Lesson learned: if flying with C02’s, don’t pack them with anything valuable..

So I imprinted a google maps image into my head and took off on my jiggidy bike to find a bike shop in the city of 2 900 000 people. After 45 minutes of sketchy riding through slums I got to where the bike shop was suppose to be, but it wasn’t there. Danm. Next up was Spanish 101 as I practiced my spanish trying to find where a decent bike shop was. 2 developing bike shops later, I got directions to a more modern shop which could help me. Back through the slums, down the freeway, through a tunnel, a couple backroads and there was the shop. Aro Y Pedal. They were great. New headset bearings a new Maxxiss Courchevel tire, and off to the races I go! Almost.

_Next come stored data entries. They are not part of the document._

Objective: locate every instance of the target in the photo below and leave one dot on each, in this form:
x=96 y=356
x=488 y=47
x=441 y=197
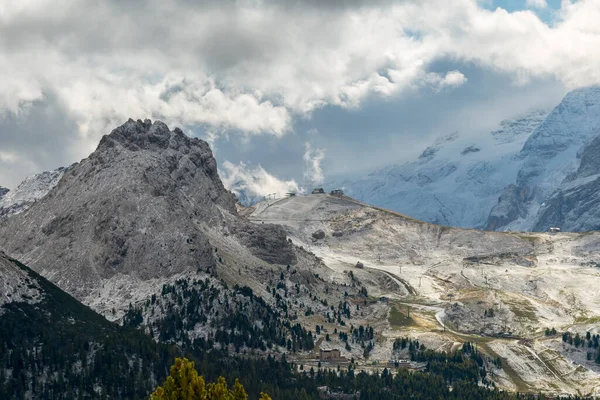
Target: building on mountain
x=332 y=355
x=337 y=193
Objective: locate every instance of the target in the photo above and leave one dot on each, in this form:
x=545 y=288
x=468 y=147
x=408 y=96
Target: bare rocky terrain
x=143 y=229
x=446 y=285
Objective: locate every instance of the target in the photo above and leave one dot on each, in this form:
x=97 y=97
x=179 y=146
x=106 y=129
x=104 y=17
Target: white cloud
x=251 y=67
x=313 y=171
x=536 y=4
x=253 y=184
x=453 y=79
x=8 y=157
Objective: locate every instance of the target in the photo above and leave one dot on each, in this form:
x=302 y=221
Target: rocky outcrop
x=509 y=208
x=318 y=235
x=575 y=206
x=28 y=192
x=144 y=204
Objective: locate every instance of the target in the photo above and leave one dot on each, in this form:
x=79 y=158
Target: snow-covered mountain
x=495 y=181
x=28 y=192
x=575 y=206
x=455 y=181
x=549 y=155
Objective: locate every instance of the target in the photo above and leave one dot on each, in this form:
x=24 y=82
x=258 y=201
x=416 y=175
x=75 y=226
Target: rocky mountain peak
x=146 y=135
x=147 y=204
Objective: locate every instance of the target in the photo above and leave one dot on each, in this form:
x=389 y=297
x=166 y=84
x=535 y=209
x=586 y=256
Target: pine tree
x=184 y=383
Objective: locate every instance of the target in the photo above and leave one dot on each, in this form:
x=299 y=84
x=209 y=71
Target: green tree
x=184 y=383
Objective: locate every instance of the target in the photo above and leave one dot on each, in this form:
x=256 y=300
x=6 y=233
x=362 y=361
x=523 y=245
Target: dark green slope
x=60 y=349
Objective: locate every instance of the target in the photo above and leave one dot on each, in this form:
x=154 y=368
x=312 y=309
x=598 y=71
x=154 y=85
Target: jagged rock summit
x=141 y=206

Next up was getting my gear and riding to the Fiesta hotel. I had already booked my hostel for another night as our team was unsure of accommodation at the hotel, but apparently it was now confirmed so I set out to join them. Too bad google maps came up with two locations. So I called the hotel, thought I got confirmation of its location from its Spanish receptionist and biked off. Again riding through slums, through some not touristy zones to eventually find more back streets and no hotel. Eventually I came upon a crew of sketchy 16 years olds who acted like sketchy 16 year olds as I road bye on my $4000 dollar bike and purple spandex. At that moment I decided I had enough slum biking for one day. With it starting to get dark I pulled a U turn and headed back to my nice hostel from the night before. Catching a night Taxi was another option but I’ve had some sketchy experiences in the past and don’t like putting myself in a sittiing duck position with a flashy bike and gear, late at night in an unknown 3rd world city.
Lesson Learned: Your not always as wise as you think you are (AKA my spanish skills). Note to self. Go to Guatemala in the near future and study Spanish.

Tommorow I will try again to find my teammates. Hopefully with more luck and less slums.
Buenos Noches.

PS Santo Domingo is really a nice city, with a great historical zone, nice ocean front, and the slums I saw weren’t all that bad in comparison to some Central American cities.